# My trip to the LA Zoo



## Ramesses (Aug 8, 2007)

Hi:


I keep taking photographs, but I do not have the slightest idea what to do with them. One thing is for sure, I will not be printing any. I just put in deposit, perhaps never to be seen again, over 5,000 slides from my travels and the days of the A1. 

The only thing I&#8217;m doing, when I get the time, is to upload them to flickr.com. I have yet to upload my photos from the Huntington Library, LA Zoo-I (with a 18-70mm,) San Diego Zoo , San Juan Capistrano, Santa Barbara, and Wayfarers Chapel (Crystal Church in Rancho Palos Verdes, California.) However, I did upload my LA Zoo-II with my new 70-300 VR lens:

www.flickr.com/ramesses/sets (click on LA Zoo Tele set.)

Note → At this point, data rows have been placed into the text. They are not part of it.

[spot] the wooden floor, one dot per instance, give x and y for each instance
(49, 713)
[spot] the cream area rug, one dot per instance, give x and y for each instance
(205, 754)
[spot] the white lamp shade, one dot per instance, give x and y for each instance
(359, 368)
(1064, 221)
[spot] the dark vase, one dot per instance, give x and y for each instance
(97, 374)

The first photo of the entrance to the International Market Place, in the Zoo, was my first photo with the 70-300 &#8211; nothing to write home about, but it was the first. I am in the process of learning how to use such a powerful telephoto. In film, my tele was 135mm! I took many photos out of focus. I never had that problem before. One problem was the wire fences with the lens and camera&#8217;s autofocus. In addition, I have a magnifying eye-piece that allows me to shoot photos without the aid of glasses. However, with a tele, it makes it very hard to focus manually. Another problem is that my eyesight is not what it used to be and without the focusing rangefinders of film cameras, well &#8211; it is not that easy for me. The main reason, however, is that I need to learn how to use the lens. 


Best regards,


Ramesses


----------



## LaFoto (Aug 8, 2007)

Hard to say which is best out of 39 photos (I watched the slideshow), but I remember I like the one of the blue bird on the sign very much (the close-up, not where the sign can be read), also the hippo under water, which, distorted by the water as it is, looks HUGE, and the funny scene of the chamoix putting its tongue out towards all the others is --- well: funny! 

And the masculinity of the sleeping Red Giant Kangaroo is --- clearly visible! 

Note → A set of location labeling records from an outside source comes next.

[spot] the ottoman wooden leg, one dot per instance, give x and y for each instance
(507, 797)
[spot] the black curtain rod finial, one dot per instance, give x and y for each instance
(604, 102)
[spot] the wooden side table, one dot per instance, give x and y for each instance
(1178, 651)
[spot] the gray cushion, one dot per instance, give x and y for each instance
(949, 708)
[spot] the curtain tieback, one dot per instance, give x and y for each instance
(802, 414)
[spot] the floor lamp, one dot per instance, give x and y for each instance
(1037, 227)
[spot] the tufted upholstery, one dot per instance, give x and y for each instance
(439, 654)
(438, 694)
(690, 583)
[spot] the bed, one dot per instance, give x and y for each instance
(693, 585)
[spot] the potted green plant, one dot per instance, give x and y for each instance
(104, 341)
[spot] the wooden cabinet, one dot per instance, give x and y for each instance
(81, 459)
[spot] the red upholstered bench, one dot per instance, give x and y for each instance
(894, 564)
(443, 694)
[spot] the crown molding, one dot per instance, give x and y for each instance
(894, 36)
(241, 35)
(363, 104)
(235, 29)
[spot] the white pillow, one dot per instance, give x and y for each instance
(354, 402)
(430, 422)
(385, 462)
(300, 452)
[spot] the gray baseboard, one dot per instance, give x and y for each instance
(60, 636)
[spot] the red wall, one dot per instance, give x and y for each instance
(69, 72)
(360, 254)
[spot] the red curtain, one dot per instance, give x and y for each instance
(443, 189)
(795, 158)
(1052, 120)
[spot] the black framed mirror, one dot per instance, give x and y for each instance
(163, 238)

The chimpanzee looks depressed .

The day was brilliant and you had a lot bright light, so many of the photos that did make it into your slideshow are tack sharp. Nice!


----------



## cherrymoose (Aug 10, 2007)

LaFoto said:


> And the masculinity of the sleeping Red Giant Kangaroo is --- clearly visible!






I agree with Corinna-- that one of the blue bird on the sign is fabulous! I used to live literally right next to the LA zoo when I was a lot younger-- so it's definitely nice to see what I haven't seen for 7 years! Lovely series-- I hope you post photos from all those other places you were talking about.


----------